Zaandam voedselbonnen
De voedselbonnen, ook wel distributiebonnen genoemd, die tijdens en kort na de oorlog toen er schaarste aan alles was, zoals voedsel en vele anderen goederen, werden verstrekt aan de inwoners van de Zaanstreek en ook in de rest van Nederland. En dus ook mijn ouders maakten daar gebruik van. Van deze bonnen kan ik mij nog goed herinneren hoe ze er uit zagen. Bonnen waar op geschreven stond vische, of bonnen waar je vleesch op kon krijgen en natuurlijk vele andere producten die alleen verkrijgbaar waren op de bon. Deze bonnen werden altijd veilig opgeborgen door mijn moeder. Maar waar ik natuurlijk ook bij kon; mooi speelgoed voor een kind.
Zaandam, Havermout
Als kind was er in die jaren weinig te snoepen.
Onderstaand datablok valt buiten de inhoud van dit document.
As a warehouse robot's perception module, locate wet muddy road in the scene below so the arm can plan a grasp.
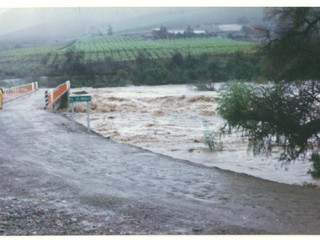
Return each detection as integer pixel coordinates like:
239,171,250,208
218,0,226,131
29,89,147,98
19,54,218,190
0,90,320,235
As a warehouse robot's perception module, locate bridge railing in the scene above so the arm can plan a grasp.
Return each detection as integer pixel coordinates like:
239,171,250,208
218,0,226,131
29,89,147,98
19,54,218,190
44,81,70,111
3,82,38,103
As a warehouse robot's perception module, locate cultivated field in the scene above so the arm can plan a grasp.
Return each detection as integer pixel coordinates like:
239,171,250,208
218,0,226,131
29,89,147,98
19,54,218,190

Behalve dan de dikke laag suikersiroop op de “broeder”, de lekkernij van veel Zaankanters. Mijn moeder vulde ook wel eens een papieren puntzak met havermout, gemengd met suiker erin. Het puntje van de papieren zak scheurde ze er dan voorzichtig af zodat ik dan de havermout eruit kon sabbelen. Ik mag nog steeds graag vissen. Als voer gebruik ik dan havermout met brood en dat meng ik dan met wat water. Soms denk ik dan weer eens: jammer dat er geen puntzakjes meer zijn.
Weg uit Zaanstreek.
In 1950 ben ik verhuisd naar het jongensinternaat het Vinkennest in Velsen. Daar heb ik niet de beste tijd van mijn jeugd gehad. Geestelijke en lichamelijke mishandeling waren aan de orde van de dag. In dit internaat heb ik 8 jaar vertoefd. Daarna ben ik door de jeugdzorg geplaatst bij een tuinderfamilie in Lent bij Nijmegen, zgn. in opleiding voor het tuindersberoep. Maar eigenlijk was ik meer een goedkope arbeidskracht die voor wat zakgeld lange dagen moest maken op een bloemisterij. Vanaf mijn militaire diensttijd ben ik daar nog enige tijd voor een normaal loon terug geweest. Na mijn huwelijk heb ik met behulp van de familie van mijn vrouw en kennissen kunnen solliciteren bij het ziekenhuis in Nijmegen waar ik later als receptionist tot mijn pensionering een prima tijd heb gehad.